Last modified 2 years ago

language, guid in feeds are wrong

Reported by: datapharmer Owned by: ofer
Priority: major Milestone: 0.5 - Beta wordpress plugin
Component: WordPress Plugin Version: 0.3.6
Keywords: langauge, feed, guid Cc:

Description

The language feeds are not generating a unique guid for each page (they are using the guid of the main language version) this makes it impossible for search engines to distinguish between the main language and translated pages so they are not indexed as separate content.

A solution to this would be to replace the_guid with the_permalink_rss and set is_permalink="true". The only side effect being that if the link structure is changed the guid will be modified. Using a redirection plugin such as  redirection would prevent this from causing 404s however, so I don't see this being a huge issue.

Also, the language declaration is not modified on line 18 of the feed output. For example, on the Spanish feed the following is declared on line 18:

<language>en</language>

Expected output is:

<language>es</language>

Change History

comment:1 Changed 2 years ago by ofer

  • Status changed from new to accepted

I believe the language issue was solved in [304]

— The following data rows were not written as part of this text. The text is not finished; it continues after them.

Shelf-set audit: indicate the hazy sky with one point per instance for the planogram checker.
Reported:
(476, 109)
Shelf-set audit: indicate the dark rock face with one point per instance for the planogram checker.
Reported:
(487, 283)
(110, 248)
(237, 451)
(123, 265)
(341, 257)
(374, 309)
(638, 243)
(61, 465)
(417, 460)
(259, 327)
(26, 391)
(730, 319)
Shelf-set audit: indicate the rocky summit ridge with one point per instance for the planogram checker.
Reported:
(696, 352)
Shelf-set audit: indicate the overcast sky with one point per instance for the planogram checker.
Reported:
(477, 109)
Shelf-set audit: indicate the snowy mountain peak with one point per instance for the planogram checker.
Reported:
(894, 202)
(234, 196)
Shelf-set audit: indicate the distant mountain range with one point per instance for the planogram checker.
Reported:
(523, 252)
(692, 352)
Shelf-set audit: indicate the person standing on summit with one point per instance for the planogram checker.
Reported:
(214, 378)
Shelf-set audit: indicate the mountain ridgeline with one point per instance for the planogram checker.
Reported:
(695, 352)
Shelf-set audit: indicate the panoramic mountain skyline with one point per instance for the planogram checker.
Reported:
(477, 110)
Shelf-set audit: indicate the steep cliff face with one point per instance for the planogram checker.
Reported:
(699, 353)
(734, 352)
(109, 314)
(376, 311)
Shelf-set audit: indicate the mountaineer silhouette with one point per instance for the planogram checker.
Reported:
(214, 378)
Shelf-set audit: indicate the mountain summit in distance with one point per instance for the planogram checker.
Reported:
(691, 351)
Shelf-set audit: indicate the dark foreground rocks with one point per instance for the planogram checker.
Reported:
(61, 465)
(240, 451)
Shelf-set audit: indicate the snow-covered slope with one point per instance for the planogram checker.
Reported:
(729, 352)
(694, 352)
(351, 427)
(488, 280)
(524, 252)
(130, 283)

comment:2 Changed 2 years ago by datapharmer

I see feed language has been fixed in the parser already with revision 304. The guid issue I tracked down to being caused by pages created before permalink structures were setup. This can be corrected by adding a filter in transposh.php (or possibly elsewhere). I'm not sure if it has been fixed anywhere yet, but the code I came up with to correct this is as follows:

add_filter('get_the_guid','guid_changer');

function guid_changer($guid) {

$new_guid = the_permalink_rss();
return $new_guid;

comment:3 Changed 2 years ago by datapharmer

Let's repost that so it doesn't break anything!
Here we go:

add_filter('get_the_guid','guid_changer');

function guid_changer($guid) {

$new_guid = the_permalink_rss();
return $new_guid;

};

comment:4 Changed 2 years ago by ofer

Two questions that I'd appreciate your point of view on:

  1. does the guid have to be a real link on the site?
  2. your code works nicely, but the ispermalink is still false (and might have been true...) how important is it to change it?

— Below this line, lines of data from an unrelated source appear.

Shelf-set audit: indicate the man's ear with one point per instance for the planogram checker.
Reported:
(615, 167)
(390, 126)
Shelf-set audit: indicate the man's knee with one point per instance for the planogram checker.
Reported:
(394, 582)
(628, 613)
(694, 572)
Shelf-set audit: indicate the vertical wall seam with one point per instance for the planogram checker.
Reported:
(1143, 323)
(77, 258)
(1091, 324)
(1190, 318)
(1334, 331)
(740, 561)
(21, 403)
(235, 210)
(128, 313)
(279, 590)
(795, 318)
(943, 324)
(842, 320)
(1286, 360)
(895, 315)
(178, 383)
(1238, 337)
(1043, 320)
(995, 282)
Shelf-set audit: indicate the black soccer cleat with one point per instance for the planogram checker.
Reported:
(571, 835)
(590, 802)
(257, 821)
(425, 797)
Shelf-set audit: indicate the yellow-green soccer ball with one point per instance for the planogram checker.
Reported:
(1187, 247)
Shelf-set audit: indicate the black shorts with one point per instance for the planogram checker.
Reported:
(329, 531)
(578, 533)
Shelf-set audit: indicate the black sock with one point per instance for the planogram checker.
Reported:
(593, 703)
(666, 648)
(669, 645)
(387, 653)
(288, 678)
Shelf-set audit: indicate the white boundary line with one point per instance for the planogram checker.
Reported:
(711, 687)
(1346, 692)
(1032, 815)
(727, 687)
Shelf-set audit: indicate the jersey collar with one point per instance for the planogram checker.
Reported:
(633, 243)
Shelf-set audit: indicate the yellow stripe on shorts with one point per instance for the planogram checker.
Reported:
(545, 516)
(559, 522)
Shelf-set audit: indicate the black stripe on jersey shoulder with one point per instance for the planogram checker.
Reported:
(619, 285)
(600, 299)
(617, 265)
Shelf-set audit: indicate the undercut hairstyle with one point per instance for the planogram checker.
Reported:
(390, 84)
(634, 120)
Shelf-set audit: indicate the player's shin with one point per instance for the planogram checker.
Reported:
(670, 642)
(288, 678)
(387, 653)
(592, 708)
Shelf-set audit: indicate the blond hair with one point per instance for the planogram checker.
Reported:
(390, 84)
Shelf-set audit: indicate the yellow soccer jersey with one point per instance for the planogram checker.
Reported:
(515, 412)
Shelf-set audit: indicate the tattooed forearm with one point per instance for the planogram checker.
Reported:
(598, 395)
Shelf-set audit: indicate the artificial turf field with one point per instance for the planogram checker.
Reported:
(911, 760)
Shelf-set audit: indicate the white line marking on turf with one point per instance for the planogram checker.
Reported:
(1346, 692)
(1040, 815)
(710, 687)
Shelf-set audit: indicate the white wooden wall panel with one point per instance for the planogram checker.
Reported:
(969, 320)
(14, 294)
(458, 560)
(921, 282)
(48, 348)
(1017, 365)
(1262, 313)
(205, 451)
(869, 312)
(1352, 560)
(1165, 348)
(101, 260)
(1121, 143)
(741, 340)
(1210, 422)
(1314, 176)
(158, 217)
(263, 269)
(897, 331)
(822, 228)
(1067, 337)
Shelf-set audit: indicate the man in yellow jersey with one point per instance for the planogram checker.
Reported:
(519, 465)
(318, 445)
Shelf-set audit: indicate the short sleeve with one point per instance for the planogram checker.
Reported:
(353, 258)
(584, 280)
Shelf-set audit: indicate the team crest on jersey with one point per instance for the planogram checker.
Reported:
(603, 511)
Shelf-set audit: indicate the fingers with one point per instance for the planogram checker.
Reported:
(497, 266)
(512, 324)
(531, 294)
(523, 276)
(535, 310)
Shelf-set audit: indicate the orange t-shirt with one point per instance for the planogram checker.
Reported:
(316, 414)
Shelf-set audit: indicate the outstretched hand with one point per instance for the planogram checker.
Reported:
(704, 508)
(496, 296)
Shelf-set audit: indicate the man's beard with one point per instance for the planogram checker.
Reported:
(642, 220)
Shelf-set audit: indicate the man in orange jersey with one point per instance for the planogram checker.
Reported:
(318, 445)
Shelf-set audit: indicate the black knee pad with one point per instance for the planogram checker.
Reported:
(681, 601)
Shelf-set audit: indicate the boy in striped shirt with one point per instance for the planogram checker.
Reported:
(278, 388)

Here is what I found in regards:
isPermaLink Optional. If set to true, the reader may assume that it is a permalink to the item (a url that points to the full item described by the <item> element). The default value is true. If set to false, the guid may not be assumed to be a url

So from my understanding, even the current code is ok, as it create unique ids (although non working links) for example - <guid ispermalink="false"> http://transposh.org/he/?p=143</guid>
which is a non-page, but quite unique.

I'd rather avoid this code if its not needed.

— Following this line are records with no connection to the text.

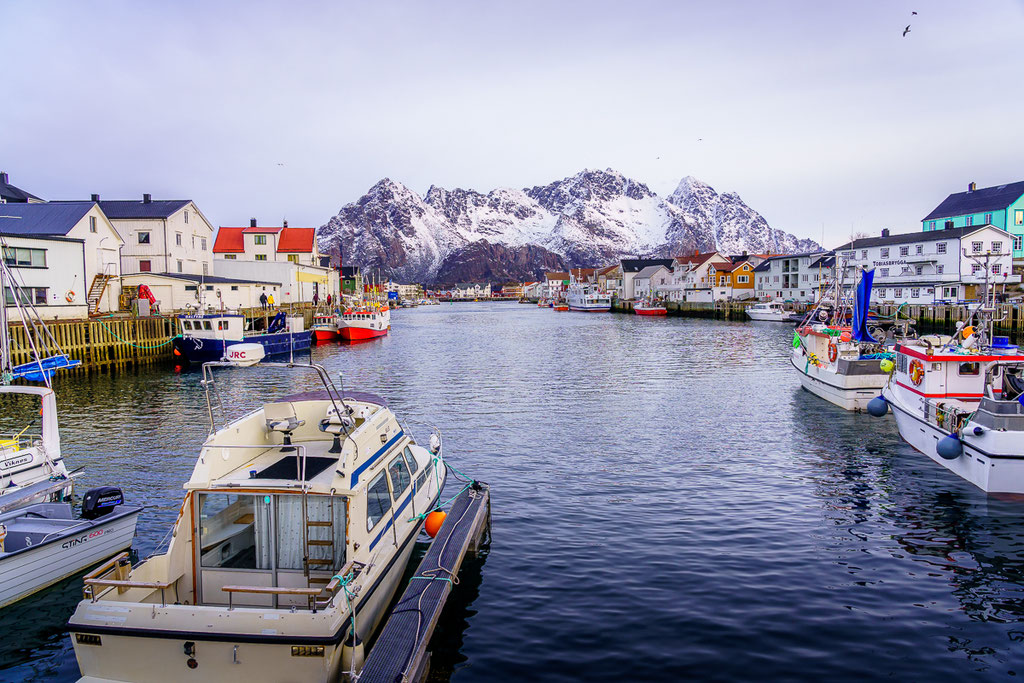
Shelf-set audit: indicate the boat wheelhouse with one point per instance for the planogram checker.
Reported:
(294, 534)
(207, 336)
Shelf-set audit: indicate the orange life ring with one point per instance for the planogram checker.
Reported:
(916, 372)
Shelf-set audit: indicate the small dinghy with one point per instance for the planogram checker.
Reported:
(43, 543)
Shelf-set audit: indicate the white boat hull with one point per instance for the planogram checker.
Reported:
(851, 392)
(987, 462)
(26, 572)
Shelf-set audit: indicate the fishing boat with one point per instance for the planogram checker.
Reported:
(649, 306)
(768, 310)
(325, 327)
(365, 321)
(206, 336)
(960, 400)
(840, 364)
(296, 527)
(588, 297)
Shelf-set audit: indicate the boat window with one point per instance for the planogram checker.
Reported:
(412, 461)
(970, 368)
(399, 476)
(328, 540)
(235, 530)
(378, 501)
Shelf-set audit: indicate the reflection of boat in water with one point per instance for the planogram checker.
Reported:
(206, 336)
(297, 524)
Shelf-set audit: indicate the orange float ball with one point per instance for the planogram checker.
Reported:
(433, 523)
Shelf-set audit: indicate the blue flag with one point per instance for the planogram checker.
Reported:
(860, 306)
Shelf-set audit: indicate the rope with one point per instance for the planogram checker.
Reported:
(125, 341)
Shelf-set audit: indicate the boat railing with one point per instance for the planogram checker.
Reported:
(114, 574)
(330, 591)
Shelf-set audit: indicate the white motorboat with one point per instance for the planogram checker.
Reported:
(774, 311)
(43, 543)
(588, 297)
(296, 527)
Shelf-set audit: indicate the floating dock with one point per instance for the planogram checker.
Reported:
(400, 655)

comment:5 Changed 2 years ago by datapharmer

according to standards, no the GUID does not need to be a link. It can be any unique string. To fix the ispermalink issue, the feed section of the parser can be modified as follows:

        // fix urls on feed
        if ($this->feed_fix) {
            
            foreach (array('link','wfw:commentrss','comments','guid') as $tag) {
                foreach ($this->html->find($tag) as $e) {
                    $e->innertext = call_user_func_array($this->url_rewrite_func,array($e->innertext));
                }
            }

                foreach ($this->html->find('language') as $e) {
                    $e->innertext = $this->lang;
                }
                foreach ($this->html->find('guid') as $e) {
            	$e->ispermalink="true";
            }

        }

The relevant portion is this:

                foreach ($this->html->find('guid') as $e) {
            	$e->ispermalink="true";
            }

As far as your example of it generating a bad url but a unique ID, the problem is that I am not getting unique ids on my end. I don't know what the difference is between your install and mine, by my urls on the french page look like this:
<guid ispermalink="false"> http://www2.domain.com/?page_id=42</guid>
instead of
<guid ispermalink="false"> http://www2.domain.com/fr/?page_id=42</guid>

If it can be corrected some other way, that is fine as well.

comment:6 Changed 2 years ago by ofer

  • Status changed from accepted to closed
  • Resolution set to fixed

Thanks for the code and ideas, I have decided to fix this a little differently by adding the language to the end of the guid, in [307]

Note: See TracTickets for help on using tickets.